Methodist North Georgia Conference must let Augusta churches proceed with disaffiliation, judge says

Separate lawsuit involving 180-plus churches ongoing

Staff Photo by Robin Rudd / The rising sun peeks between church steeples in Chattanooga on March 14.
Staff Photo by Robin Rudd / The rising sun peeks between church steeples in Chattanooga on March 14.


Amid an ongoing church schism, a judge this past week ordered the North Georgia Conference of the United Methodist Church to let two congregations in Augusta, Georgia, proceed with the disaffiliation process — which the conference abruptly halted in December.

The two cases are separate from an ongoing lawsuit involving more than 180 plaintiff North Georgia churches, including some in the greater Chattanooga area, which collectively argued in a March suit that the conference's disaffiliation halt threatens to destroy their congregations and deprive them of their property rights.

But disaffiliation advocates describe the Columbia County Superior Court orders Wednesday in favor of Trinity on the Hill United Methodist Church and Mann-Mize United Methodist Church as boding well for the larger suit, which was filed in a different county.

Though a minority in terms of overall churches, a significant chunk of theologically conservative congregations are splitting — or seeking to split — from the United Methodist Church, the nation's largest mainline Protestant denomination, amid disputes on LGBTQ policies, which departing churches characterize as flash points for deeper divisions.

The denomination established a process to govern how U.S. churches can leave with their property. But individual conferences have considerable discretion as to how they administer it.
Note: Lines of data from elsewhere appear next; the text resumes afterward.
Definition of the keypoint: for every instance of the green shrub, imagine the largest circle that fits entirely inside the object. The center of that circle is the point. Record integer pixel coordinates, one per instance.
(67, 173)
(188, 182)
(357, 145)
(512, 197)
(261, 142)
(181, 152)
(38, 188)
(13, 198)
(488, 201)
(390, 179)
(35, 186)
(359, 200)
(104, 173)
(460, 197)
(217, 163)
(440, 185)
Disaffiliation advocates said the North Georgia Conference's approach has been notably unjust. The conference approved 70 churches — about a tenth of its congregations — to depart in 2022. But in late December, its outgoing bishop abruptly halted all further disaffiliations, citing rampant disinformation that she said undermined the integrity of the process.

Churches still seeking to depart disputed the disinformation claim and argued that in practice, the "pause" (as the conference described it) could keep them unwillingly stuck in the denomination for the foreseeable future. The policy governing disaffiliations expires at the end of 2023, and disaffiliation requests must be approved by a vote of the conference, which is scheduled to meet just once before then, from June 1-3.
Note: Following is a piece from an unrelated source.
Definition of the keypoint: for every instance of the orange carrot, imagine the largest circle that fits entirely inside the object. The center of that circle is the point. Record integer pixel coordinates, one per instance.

(READ MORE: North Georgia halted disaffiliations. Then a Dalton Methodist pastor left his church behind — and started a new congregation)

Given that, churches considering leaving have sought court intervention. In February, Trinity on the Hill United Methodist Church in Augusta sued the conference, asking a judge to order the church's district superintendent to hold an official congregational disaffiliation vote in time for the upcoming conferencewide meeting.
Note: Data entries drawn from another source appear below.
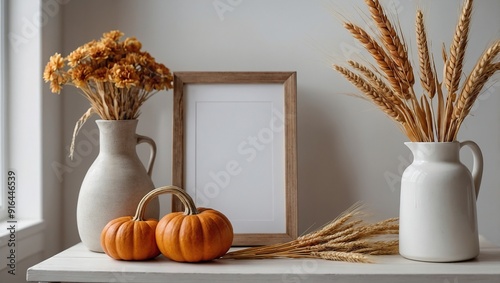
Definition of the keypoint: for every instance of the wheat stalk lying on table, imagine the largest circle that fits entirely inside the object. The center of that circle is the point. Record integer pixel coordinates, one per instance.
(346, 238)
(389, 83)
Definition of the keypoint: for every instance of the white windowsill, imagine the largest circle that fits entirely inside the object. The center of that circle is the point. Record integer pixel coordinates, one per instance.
(26, 241)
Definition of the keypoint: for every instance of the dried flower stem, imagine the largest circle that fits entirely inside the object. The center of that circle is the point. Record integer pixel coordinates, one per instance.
(418, 117)
(346, 238)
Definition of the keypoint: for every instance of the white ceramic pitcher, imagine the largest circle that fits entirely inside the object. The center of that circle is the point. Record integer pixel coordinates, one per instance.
(438, 221)
(115, 182)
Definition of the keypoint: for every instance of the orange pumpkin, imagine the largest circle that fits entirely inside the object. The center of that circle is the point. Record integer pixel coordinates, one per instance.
(131, 238)
(197, 234)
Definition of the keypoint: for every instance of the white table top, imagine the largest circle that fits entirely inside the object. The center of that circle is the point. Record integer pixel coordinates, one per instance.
(77, 264)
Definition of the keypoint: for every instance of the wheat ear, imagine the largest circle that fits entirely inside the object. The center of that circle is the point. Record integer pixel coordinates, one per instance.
(392, 41)
(453, 66)
(370, 92)
(381, 58)
(426, 73)
(474, 83)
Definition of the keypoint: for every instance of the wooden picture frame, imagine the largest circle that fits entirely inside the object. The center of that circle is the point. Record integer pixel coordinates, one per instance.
(234, 150)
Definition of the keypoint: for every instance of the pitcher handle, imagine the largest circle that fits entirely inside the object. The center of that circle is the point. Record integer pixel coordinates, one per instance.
(152, 156)
(477, 167)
The North Georgia Conference has argued the secular court lacks jurisdiction to hear the suits. But in her order Wednesday, Columbia County Judge Sheryl Jolly drew on Georgia precedent in her argument that the state could be a neutral party to adjudicate a dispute within a religious organization — which is not the case in every state.

On Wednesday, Jolly denied the North Georgia conference's motion to dismiss the suit and granted the requested injunction. Jolly also granted an injunction requested by Mann-Mize, which sued the conference in April, court documents show.

In the Trinity on the Hill case, the judge wrote that, upon initial review, "Plaintiffs have shown a substantial likelihood of success on the merits of their claims."

Her order responded to slightly different legal arguments than those made in the larger lawsuit. But the fact patterns are similar.

"It tracks every argument that we anticipate the other side making," said Dan Parr, an attorney for the 180-plus plaintiff churches in the separate suit, filed in Cobb County, where they are still seeking an emergency hearing.

In Georgia, Superior Court decisions, unlike Appellate Court decisions, are not binding upon other Superior Court judges, but they still have persuasive power, Parr said by phone Friday.

In a statement posted to its website Thursday, the North Georgia Conference said it plans to appeal.